By Jupyter–Is This the Future of Open Science?

jupyter logo

Taking the scientific paper to the next level.

In a recent article, I explained why open source is a vital part of open science. As I pointed out, alongside a massive failure on the part of funding bodies to make open source a key aspect of their strategies, there's also a similar lack of open-source engagement with the needs and challenges of open science. There's not much that the Free Software world can do to change the priorities of funders. But, a lot can be done on the other side of things by writing good open-source code that supports and enhances open science.

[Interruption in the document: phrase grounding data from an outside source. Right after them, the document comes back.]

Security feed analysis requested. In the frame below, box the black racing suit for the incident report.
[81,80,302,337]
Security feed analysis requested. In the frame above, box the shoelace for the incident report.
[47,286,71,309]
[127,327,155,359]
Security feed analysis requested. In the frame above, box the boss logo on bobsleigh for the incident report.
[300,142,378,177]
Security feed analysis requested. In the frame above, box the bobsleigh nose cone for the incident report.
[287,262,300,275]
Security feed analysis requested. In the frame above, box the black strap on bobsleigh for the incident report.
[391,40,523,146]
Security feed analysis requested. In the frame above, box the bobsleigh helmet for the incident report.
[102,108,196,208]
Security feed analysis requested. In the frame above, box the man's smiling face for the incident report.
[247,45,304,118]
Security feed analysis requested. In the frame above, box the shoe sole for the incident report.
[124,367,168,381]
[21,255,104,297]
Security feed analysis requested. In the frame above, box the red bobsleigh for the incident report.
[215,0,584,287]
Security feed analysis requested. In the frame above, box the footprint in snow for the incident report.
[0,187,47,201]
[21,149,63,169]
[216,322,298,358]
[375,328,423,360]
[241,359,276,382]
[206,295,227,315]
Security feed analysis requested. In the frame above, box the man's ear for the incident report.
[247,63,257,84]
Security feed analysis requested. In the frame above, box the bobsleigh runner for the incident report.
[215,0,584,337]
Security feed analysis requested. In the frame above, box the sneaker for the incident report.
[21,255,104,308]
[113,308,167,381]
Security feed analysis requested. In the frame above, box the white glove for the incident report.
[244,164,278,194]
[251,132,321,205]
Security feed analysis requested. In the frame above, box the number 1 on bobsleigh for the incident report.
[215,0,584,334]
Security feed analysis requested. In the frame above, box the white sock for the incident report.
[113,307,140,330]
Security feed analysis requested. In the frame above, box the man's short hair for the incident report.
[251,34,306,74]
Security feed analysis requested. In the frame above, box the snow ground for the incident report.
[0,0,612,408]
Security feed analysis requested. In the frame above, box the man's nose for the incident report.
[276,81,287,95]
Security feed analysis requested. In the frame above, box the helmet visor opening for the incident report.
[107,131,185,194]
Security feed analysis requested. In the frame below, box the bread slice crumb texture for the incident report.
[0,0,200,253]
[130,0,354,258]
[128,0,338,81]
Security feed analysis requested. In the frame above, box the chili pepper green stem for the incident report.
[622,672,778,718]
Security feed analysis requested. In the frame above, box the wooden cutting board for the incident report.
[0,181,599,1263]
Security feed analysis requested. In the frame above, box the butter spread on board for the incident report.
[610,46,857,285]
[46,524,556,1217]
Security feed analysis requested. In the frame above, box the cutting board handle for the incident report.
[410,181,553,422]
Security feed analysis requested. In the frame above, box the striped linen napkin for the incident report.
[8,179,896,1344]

People working in science potentially can benefit from every piece of free software code—the operating systems and apps, and the tools and libraries—so the better those become, the more useful they are for scientists. But there's one open-source project in particular that already has had a significant impact on how scientists work—Project Jupyter:

Project Jupyter is a set of open-source software projects that form the building blocks for interactive and exploratory computing that is reproducible and multi-language. The main application offered by Jupyter is the Jupyter Notebook, a web-based interactive computing platform that allows users to author documents that combine live code, equations, narrative text, interactive dashboard and other rich media.

Project Jupyter was spun-off from IPython in 2014 by Fernando Pérez. Although it began as an environment for programming Python, its ambitions have grown considerably. Today, dozens of Jupyter kernels exist that allow other languages to be used. Indeed, the project itself speaks of supporting "interactive data science and scientific computing across all programming languages". As well as this broad-based support for programming languages, Jupyter is noteworthy for its power. It enables users to create and share documents that contain live code, equations, visualizations and narrative text. Uses include data cleaning and transformation, numerical simulation, statistical modeling, data visualization and machine learning.